The first concert I went to was Oasis at Maine Rd. It was the height of their fame and Manchester music. I miss those days, it's just not the same now. There was a real subculture going on here and everyone wanted to be part of it, a little like the Seattle/ Grunge thing.

My favourite concert HAS to be when I went to as festival in Denmark 2 years ago- Roskilde. We saw Morrissey, Franz Ferdinand, Pendulum, Red Hot Chillies and topped off on the sunset of the last night with Roger Waters and The Dark Side of the Moon. The experience was other worldly. Burning sunshine by day, tumbling from tent to stage to chill out zones, the atmosphere was so friendly, I felt accepted and just had so much FUN. But the music, had to be by far, the most amazing I've ever heard.

Sini said...

The expectation and the thrill? I know it again from Harry Potter .. ;)

Ostin Torre said...

Veronica, as much as i love technolgy and the ease with which we can access our favourite tunes, i too remember the feelings you described, entering a record store with anticipation of finding a long awaited album release... I still read the liner notes but the writing is much smaller now!

And thank you for inviting me to present a plea to your audience of readers. I am Ostin Torre (unsigned songwriter/music performer) I have entered my latest music video in a competition and i need votes! If you have the time, please just do the following, first click on the link below
http://www.babelgum.com/musicnation-video-award/
then search for Ostin Torre on the search option of their page. Ostin Torre - ALIVE should appear, click on the black video screen, it should open up to a larger screen then click on that screen and a green link should appear beside it on the right.
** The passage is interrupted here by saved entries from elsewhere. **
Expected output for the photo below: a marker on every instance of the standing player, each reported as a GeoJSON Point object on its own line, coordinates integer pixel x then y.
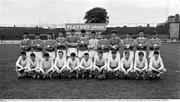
{"type": "Point", "coordinates": [46, 66]}
{"type": "Point", "coordinates": [141, 44]}
{"type": "Point", "coordinates": [82, 44]}
{"type": "Point", "coordinates": [156, 65]}
{"type": "Point", "coordinates": [61, 44]}
{"type": "Point", "coordinates": [154, 44]}
{"type": "Point", "coordinates": [114, 44]}
{"type": "Point", "coordinates": [37, 46]}
{"type": "Point", "coordinates": [72, 42]}
{"type": "Point", "coordinates": [73, 65]}
{"type": "Point", "coordinates": [93, 42]}
{"type": "Point", "coordinates": [114, 65]}
{"type": "Point", "coordinates": [25, 44]}
{"type": "Point", "coordinates": [103, 45]}
{"type": "Point", "coordinates": [141, 65]}
{"type": "Point", "coordinates": [50, 46]}
{"type": "Point", "coordinates": [128, 45]}
{"type": "Point", "coordinates": [86, 65]}
{"type": "Point", "coordinates": [22, 65]}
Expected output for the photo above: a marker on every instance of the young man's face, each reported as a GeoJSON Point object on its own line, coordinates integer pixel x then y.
{"type": "Point", "coordinates": [141, 34]}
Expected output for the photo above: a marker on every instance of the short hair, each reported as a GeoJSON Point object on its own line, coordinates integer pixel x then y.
{"type": "Point", "coordinates": [100, 52]}
{"type": "Point", "coordinates": [32, 55]}
{"type": "Point", "coordinates": [114, 52]}
{"type": "Point", "coordinates": [114, 31]}
{"type": "Point", "coordinates": [103, 33]}
{"type": "Point", "coordinates": [83, 31]}
{"type": "Point", "coordinates": [46, 54]}
{"type": "Point", "coordinates": [156, 52]}
{"type": "Point", "coordinates": [61, 52]}
{"type": "Point", "coordinates": [141, 31]}
{"type": "Point", "coordinates": [25, 33]}
{"type": "Point", "coordinates": [73, 54]}
{"type": "Point", "coordinates": [37, 34]}
{"type": "Point", "coordinates": [72, 30]}
{"type": "Point", "coordinates": [93, 32]}
{"type": "Point", "coordinates": [23, 53]}
{"type": "Point", "coordinates": [140, 53]}
{"type": "Point", "coordinates": [86, 54]}
{"type": "Point", "coordinates": [126, 52]}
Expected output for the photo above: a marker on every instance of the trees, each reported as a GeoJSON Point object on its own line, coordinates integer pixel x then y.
{"type": "Point", "coordinates": [96, 15]}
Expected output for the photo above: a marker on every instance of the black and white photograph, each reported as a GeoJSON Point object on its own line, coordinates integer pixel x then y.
{"type": "Point", "coordinates": [89, 49]}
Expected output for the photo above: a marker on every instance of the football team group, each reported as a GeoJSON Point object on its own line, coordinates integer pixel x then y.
{"type": "Point", "coordinates": [78, 56]}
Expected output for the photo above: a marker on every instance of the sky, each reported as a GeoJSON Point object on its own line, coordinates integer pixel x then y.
{"type": "Point", "coordinates": [59, 12]}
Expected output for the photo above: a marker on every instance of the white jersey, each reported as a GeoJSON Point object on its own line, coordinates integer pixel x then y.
{"type": "Point", "coordinates": [60, 62]}
{"type": "Point", "coordinates": [156, 63]}
{"type": "Point", "coordinates": [33, 64]}
{"type": "Point", "coordinates": [126, 63]}
{"type": "Point", "coordinates": [140, 64]}
{"type": "Point", "coordinates": [22, 63]}
{"type": "Point", "coordinates": [73, 64]}
{"type": "Point", "coordinates": [86, 63]}
{"type": "Point", "coordinates": [114, 63]}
When you click that it will prompt you to download the plug in.
Once that is done you can play my video for ALIVE, while it is playing it is possible to vote, this is where i can realy use your help.. You can only vote once a day and the competition began on the 18th of November, everyday and every vote counts, the prize being a recording contract!

If you can help, please do!
OT

Veronica said...

My pleasure Ostin. You know how much I love your music. I'm listening to Space Cowboy remix right now.

Adrienne said...

Loved this one. Two thoughts surfaced (or it may have been gas).
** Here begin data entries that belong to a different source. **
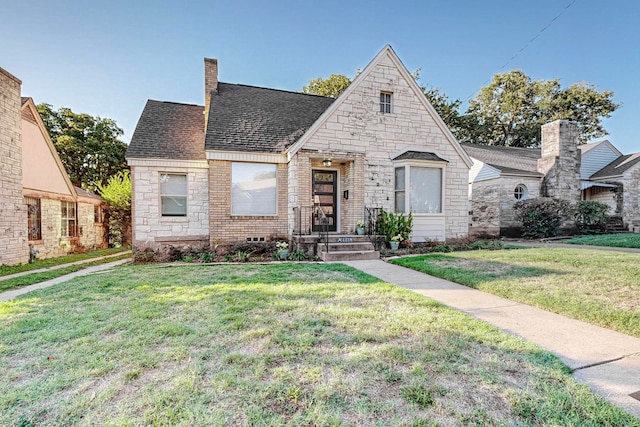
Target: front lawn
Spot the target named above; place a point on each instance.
(6, 270)
(270, 345)
(598, 287)
(33, 278)
(616, 240)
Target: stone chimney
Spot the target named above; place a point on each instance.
(14, 247)
(560, 161)
(210, 84)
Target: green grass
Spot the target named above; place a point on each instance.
(30, 279)
(270, 345)
(6, 270)
(616, 240)
(598, 287)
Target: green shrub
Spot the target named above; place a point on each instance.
(298, 255)
(242, 256)
(591, 217)
(542, 217)
(391, 224)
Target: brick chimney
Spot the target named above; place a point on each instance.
(560, 161)
(210, 84)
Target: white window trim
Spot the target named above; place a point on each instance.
(386, 92)
(525, 192)
(407, 184)
(273, 215)
(173, 218)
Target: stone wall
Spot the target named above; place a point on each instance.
(492, 205)
(92, 236)
(227, 228)
(357, 128)
(14, 248)
(560, 161)
(150, 228)
(631, 198)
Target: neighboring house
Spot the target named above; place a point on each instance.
(561, 168)
(40, 205)
(257, 164)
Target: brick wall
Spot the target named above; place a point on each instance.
(13, 214)
(227, 228)
(150, 228)
(357, 128)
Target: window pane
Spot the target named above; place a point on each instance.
(173, 184)
(174, 206)
(400, 203)
(426, 190)
(253, 190)
(399, 178)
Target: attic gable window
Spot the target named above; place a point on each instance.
(173, 194)
(385, 102)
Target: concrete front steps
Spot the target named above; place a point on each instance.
(346, 248)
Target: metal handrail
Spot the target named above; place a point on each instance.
(324, 220)
(371, 215)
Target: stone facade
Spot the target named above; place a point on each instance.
(493, 200)
(560, 161)
(227, 228)
(150, 228)
(359, 135)
(13, 214)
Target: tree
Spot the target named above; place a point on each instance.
(117, 194)
(332, 86)
(511, 109)
(89, 147)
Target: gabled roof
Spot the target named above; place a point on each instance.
(168, 130)
(386, 52)
(585, 148)
(30, 112)
(419, 155)
(618, 166)
(511, 160)
(249, 118)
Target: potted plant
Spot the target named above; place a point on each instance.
(395, 242)
(282, 249)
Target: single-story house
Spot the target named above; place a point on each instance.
(41, 210)
(561, 168)
(257, 164)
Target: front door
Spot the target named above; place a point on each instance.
(324, 199)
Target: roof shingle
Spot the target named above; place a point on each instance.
(168, 130)
(248, 118)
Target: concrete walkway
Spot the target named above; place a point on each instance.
(607, 361)
(9, 295)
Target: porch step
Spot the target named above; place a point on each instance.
(348, 255)
(347, 248)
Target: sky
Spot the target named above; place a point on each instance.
(107, 58)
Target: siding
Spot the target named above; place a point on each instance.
(595, 159)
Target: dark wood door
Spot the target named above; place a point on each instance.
(324, 199)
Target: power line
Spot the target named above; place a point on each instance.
(527, 44)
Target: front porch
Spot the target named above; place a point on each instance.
(312, 234)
First, I do love the availability of music that we have. From garage or more likely spare bedrooms with computers and musicians... to listener. Perhaps with one click. From upload to download. Anywhere. Anything. It's almost magical or divine, the expanse of it all. We're all richer for the availability and exposure.

Yet, we have lost adolescent pangs, waiting for your record to come out. Or waiting for it on the radio, and using your youth, speed and agility to negotiate the situation as to hear the song, do the double digit depression of record and play... After the dj stops talking but before the singer starts singing. Then you had to listen for the end in sort of the reverse order. The dj talking over the end was a bitch, but a cost of doing business. The real wild card was the dog barking or the phone ringing. Or... your mother.

We've lost the tangibility of the album, the grooves, the needle, the artwork, and the mere presence and proximity between the listener and the machine.

The second thing, is quite simple. The writing, the content, the author, the reach through cyberspace, the comments; all of these exponentially build on this experience? And what is this experience? Blogging? Writing? Chatting?

It is all art, fluid and dynamic. And then, what is art I wondered? I didn't need to wander around any more, research, nothing. It just came to me. I felt the meaning of art. I think I would be mostly correct if one definition was: An entity had a thought. And then everything that happens after that, is an infinite evolution, in all fabrics and dimensions.

I don't know if you're following, but it's real and clear to me. I'm not drinking if it sounds messed up. It's probably all been said before, but I felt it and had to express it, and now I'm part of this big, beautiful canvas.